Real time index tasks failure with MappableContainerException

429 views
Skip to first unread message

Torche Guillaume

unread,
Sep 30, 2015, 7:38:32 PM9/30/15
to Druid User, jona...@gumgum.com
Hi all!

I am running into a production issue with some of my real time index tasks. Since 11 am this morning some of them are failing and I can't figure out why.

I can see the following exceptions on for some of my tasks logs:

SEVERE: The exception contained within MappableContainerException could not be mapped to a response, re-throwing to the HTTP container
com.fasterxml.jackson.databind.JsonMappingException: Early EOF (through reference chain: java.util.ArrayList[209])


I am not sure this is the root cause of the problem but I cannot see anything more which looks like an error in my task logs. Also on the overlord UI the status of the task is "failed" but I cannot see this status on my task logs. Usually it says something like:

Task completed with status: {
  "id" : "index_realtime_rtb_user_sync_statistics_2015-09-30T12:00:00.000-07:00_0_0_pdbdpbpm",
  "status" : "SUCCESS",
  "duration" : 8692022
}

Another interesting thing is that I have also some tasks with a failed status sent to my overlord even though the task logs say the task has been completed with a successful status.

I looks to me the tasks effectively failed as I have missing data for some hours today.

Would you have any idea why this is happening? I have attached my tasks logs if you want to take a look. One with a success status on the task logs (but a failed status sent to the overlord) and one with no status at all and a MappableContainerException.

Thanks for your help!


index_task_logs_success_status.txt
index_task_logs_with_no_status.txt

Torche Guillaume

unread,
Sep 30, 2015, 10:14:17 PM9/30/15
to Druid User, jona...@gumgum.com
This part of the logs looks actually really interesting to us:

task[index_realtime_rtb_user_sync_statistics_2015-09-30T12:00:00.000-07:00_0_0_pdbdpbpm]
java.io.IOException: Scary HTTP status returned: 500 Server Error.
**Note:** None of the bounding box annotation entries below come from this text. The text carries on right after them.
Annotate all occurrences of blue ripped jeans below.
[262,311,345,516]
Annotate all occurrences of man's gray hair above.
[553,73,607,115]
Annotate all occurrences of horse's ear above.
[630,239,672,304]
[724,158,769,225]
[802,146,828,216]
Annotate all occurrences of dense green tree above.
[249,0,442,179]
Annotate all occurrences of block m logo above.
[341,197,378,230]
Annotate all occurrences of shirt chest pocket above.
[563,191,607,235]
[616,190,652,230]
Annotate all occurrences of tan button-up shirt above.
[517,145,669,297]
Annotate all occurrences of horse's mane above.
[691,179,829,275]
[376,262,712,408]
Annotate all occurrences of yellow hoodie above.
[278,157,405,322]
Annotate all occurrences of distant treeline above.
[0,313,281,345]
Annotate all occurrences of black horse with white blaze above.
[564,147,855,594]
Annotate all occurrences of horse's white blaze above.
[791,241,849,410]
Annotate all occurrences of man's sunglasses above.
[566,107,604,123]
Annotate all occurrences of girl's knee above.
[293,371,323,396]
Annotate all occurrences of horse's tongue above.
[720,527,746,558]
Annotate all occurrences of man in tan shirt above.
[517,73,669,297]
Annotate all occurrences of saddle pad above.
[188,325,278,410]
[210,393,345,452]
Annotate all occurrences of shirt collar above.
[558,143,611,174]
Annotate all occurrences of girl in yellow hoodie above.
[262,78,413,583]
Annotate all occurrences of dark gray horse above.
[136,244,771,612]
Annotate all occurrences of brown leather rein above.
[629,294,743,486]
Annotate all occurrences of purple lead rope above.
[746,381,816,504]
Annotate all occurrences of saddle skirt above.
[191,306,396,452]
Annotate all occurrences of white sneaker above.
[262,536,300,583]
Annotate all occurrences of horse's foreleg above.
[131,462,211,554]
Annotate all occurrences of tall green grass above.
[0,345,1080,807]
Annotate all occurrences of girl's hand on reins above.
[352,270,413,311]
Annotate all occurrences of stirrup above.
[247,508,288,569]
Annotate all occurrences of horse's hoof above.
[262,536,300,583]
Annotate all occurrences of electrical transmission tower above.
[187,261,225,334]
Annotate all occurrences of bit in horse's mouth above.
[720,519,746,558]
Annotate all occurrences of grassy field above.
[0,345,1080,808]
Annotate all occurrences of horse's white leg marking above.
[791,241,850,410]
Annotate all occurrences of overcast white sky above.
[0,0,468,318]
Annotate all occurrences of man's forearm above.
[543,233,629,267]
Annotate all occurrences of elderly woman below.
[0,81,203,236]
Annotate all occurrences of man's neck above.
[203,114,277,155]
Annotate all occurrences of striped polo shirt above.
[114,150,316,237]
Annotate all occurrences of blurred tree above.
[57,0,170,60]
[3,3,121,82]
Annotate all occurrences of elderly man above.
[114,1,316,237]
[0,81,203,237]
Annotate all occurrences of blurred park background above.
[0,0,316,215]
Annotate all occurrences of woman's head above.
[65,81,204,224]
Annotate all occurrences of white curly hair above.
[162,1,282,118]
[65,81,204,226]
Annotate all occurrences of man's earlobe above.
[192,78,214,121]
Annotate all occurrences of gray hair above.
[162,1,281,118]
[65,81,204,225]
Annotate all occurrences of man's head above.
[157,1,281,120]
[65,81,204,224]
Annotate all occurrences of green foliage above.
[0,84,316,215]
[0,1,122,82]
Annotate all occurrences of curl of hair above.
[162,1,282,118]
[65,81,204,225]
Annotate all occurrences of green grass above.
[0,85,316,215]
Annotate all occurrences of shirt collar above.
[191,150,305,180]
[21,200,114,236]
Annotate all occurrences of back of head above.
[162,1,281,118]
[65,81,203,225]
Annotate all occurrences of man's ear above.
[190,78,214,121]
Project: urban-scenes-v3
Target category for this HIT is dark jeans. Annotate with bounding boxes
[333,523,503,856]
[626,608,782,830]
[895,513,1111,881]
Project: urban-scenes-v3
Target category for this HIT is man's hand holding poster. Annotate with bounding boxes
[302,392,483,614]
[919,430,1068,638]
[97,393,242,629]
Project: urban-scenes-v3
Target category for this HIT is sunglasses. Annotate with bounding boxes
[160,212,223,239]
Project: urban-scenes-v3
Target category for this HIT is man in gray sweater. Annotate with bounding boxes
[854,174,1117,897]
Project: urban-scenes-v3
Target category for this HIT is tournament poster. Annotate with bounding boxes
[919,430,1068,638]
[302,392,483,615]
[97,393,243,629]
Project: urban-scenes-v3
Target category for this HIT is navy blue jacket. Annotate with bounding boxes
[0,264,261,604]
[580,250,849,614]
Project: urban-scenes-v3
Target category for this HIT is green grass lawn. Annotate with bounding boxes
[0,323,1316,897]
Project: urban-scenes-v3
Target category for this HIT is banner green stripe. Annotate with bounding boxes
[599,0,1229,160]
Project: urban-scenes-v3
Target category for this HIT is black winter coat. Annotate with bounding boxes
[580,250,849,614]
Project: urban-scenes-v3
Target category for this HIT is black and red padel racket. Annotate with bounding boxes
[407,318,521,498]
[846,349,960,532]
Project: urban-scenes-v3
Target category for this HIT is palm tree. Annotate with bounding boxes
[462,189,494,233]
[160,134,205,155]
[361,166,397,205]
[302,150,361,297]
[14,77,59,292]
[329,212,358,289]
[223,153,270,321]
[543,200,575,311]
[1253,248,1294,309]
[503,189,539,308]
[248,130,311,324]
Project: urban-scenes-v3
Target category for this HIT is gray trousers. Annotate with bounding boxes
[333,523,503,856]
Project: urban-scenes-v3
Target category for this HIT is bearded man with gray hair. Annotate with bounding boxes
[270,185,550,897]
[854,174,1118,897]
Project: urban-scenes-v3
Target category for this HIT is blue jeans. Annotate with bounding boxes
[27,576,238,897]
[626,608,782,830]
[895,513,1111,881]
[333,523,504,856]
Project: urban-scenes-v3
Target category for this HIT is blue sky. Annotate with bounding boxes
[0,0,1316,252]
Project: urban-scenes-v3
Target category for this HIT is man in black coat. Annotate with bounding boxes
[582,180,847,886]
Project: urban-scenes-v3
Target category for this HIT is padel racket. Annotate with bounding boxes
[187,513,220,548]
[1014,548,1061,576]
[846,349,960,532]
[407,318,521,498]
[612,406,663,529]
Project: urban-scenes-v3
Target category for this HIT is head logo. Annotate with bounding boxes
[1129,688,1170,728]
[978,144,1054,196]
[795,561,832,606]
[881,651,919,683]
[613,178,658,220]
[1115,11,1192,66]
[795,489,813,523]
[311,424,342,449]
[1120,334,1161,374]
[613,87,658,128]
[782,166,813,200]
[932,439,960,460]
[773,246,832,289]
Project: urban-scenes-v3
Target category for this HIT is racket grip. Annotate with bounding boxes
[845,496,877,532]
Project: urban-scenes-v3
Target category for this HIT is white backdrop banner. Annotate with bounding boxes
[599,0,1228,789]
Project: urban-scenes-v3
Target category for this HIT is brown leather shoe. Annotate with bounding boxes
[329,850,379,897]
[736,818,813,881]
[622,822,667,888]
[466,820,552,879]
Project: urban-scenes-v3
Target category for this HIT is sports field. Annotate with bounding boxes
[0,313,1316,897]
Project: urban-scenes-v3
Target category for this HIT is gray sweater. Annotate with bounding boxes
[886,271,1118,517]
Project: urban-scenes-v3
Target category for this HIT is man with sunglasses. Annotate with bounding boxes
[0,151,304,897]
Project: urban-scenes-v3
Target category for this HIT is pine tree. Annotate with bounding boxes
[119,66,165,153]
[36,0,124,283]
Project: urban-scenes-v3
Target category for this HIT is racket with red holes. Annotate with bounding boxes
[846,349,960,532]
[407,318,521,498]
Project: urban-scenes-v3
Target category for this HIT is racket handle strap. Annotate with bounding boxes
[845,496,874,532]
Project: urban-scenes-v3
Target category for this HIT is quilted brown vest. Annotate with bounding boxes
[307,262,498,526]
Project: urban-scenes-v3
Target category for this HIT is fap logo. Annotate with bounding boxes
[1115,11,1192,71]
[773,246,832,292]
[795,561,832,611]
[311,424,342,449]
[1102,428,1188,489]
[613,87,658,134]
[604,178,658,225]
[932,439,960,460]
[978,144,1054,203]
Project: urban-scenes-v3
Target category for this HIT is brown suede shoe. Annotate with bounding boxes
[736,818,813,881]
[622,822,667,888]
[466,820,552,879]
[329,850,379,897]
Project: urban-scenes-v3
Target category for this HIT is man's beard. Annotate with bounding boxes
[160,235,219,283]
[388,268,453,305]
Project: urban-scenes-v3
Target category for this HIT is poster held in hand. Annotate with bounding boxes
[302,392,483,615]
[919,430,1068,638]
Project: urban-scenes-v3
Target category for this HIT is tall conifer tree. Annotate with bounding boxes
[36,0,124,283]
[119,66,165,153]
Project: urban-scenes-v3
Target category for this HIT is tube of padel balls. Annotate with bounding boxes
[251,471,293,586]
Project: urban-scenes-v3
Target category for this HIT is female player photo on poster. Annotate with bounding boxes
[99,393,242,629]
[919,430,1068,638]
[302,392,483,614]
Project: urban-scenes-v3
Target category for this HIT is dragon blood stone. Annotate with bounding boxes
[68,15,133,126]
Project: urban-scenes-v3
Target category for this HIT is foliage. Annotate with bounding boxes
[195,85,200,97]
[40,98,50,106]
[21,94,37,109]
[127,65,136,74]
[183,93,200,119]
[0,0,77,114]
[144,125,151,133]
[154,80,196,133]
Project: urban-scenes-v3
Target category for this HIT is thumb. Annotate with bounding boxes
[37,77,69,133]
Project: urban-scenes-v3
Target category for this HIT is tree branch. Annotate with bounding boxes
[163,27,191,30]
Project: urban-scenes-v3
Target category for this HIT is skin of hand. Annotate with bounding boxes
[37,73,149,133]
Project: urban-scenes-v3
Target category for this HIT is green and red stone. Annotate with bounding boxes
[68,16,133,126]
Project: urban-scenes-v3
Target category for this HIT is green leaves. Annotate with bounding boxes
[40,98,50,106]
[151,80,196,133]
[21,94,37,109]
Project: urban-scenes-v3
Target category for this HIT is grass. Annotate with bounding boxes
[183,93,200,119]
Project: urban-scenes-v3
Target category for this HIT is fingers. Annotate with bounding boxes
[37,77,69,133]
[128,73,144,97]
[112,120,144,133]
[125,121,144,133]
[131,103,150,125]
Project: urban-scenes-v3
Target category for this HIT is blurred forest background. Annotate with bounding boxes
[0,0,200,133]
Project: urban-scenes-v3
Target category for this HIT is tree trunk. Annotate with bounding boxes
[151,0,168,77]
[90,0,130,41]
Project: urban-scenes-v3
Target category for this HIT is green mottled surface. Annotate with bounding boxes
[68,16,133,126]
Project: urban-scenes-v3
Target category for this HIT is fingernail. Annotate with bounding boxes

Check your overlord[ec2-54-91-252-223.compute-1.amazonaws.com:8080] logs for exceptions.
	at io.druid.indexing.common.actions.RemoteTaskActionClient.submit(RemoteTaskActionClient.java:119) [druid-indexing-service-0.7.0.jar:0.7.0]
	at io.druid.indexing.common.TaskToolbox.pushSegments(TaskToolbox.java:202) [druid-indexing-service-0.7.0.jar:0.7.0]
	at io.druid.indexing.common.task.RealtimeIndexTask$TaskActionSegmentPublisher.publishSegment(RealtimeIndexTask.java:351) [druid-indexing-service-0.7.0.jar:0.7.0]
	at io.druid.segment.realtime.plumber.RealtimePlumber$4.doRun(RealtimePlumber.java:452) [druid-server-0.7.0.jar:0.7.0]
	at io.druid.common.guava.ThreadRenamingRunnable.run(ThreadRenamingRunnable.java:40) [druid-common-0.7.0.jar:0.7.0]
	at java.util.concurrent.ThreadPoolExecutor.runWorker(ThreadPoolExecutor.java:1145) [?:1.7.0_80]
	at java.util.concurrent.ThreadPoolExecutor$Worker.run(ThreadPoolExecutor.java:615) [?:1.7.0_80]
	at java.lang.Thread.run(Thread.java:745) [?:1.7.0_80]
2015-09-30T14:25:00,796 ERROR [rtb_user_sync_statistics-2015-09-30T12:00:00.000-07:00-persist-n-merge] io.druid.segment.realtime.plumber.RealtimePlumber - Failed to persist merged index[rtb_user_sync_statistics]: {class=io.druid.segment.realtime.plumber.RealtimePlumber, exceptionType=class java.io.IOException, exceptionMessage=Scary HTTP status returned: 500 Server Error. Check your overlord[ec2-54-91-252-223.compute-1.amazonaws.com:8080] logs for exceptions., interval=2015-09-30T12:00:00.000-07:00/2015-09-30T13:00:00.000-07:00}
java.io.IOException: Scary HTTP status returned: 500 Server Error. Check your overlord[ec2-54-91-252-223.compute-1.amazonaws.com:8080] logs for exceptions.
	at io.druid.indexing.common.actions.RemoteTaskActionClient.submit(RemoteTaskActionClient.java:119) ~[druid-indexing-service-0.7.0.jar:0.7.0]
	at io.druid.indexing.common.TaskToolbox.pushSegments(TaskToolbox.java:202) ~[druid-indexing-service-0.7.0.jar:0.7.0]
	at io.druid.indexing.common.task.RealtimeIndexTask$TaskActionSegmentPublisher.publishSegment(RealtimeIndexTask.java:351) ~[druid-indexing-service-0.7.0.jar:0.7.0]
	at io.druid.segment.realtime.plumber.RealtimePlumber$4.doRun(RealtimePlumber.java:452) [druid-server-0.7.0.jar:0.7.0]
	at io.druid.common.guava.ThreadRenamingRunnable.run(ThreadRenamingRunnable.java:40) [druid-common-0.7.0.jar:0.7.0]
	at java.util.concurrent.ThreadPoolExecutor.runWorker(ThreadPoolExecutor.java:1145) [?:1.7.0_80]
	at java.util.concurrent.ThreadPoolExecutor$Worker.run(ThreadPoolExecutor.java:615) [?:1.7.0_80]
	at java.lang.Thread.run(Thread.java:745) [?:1.7.0_80]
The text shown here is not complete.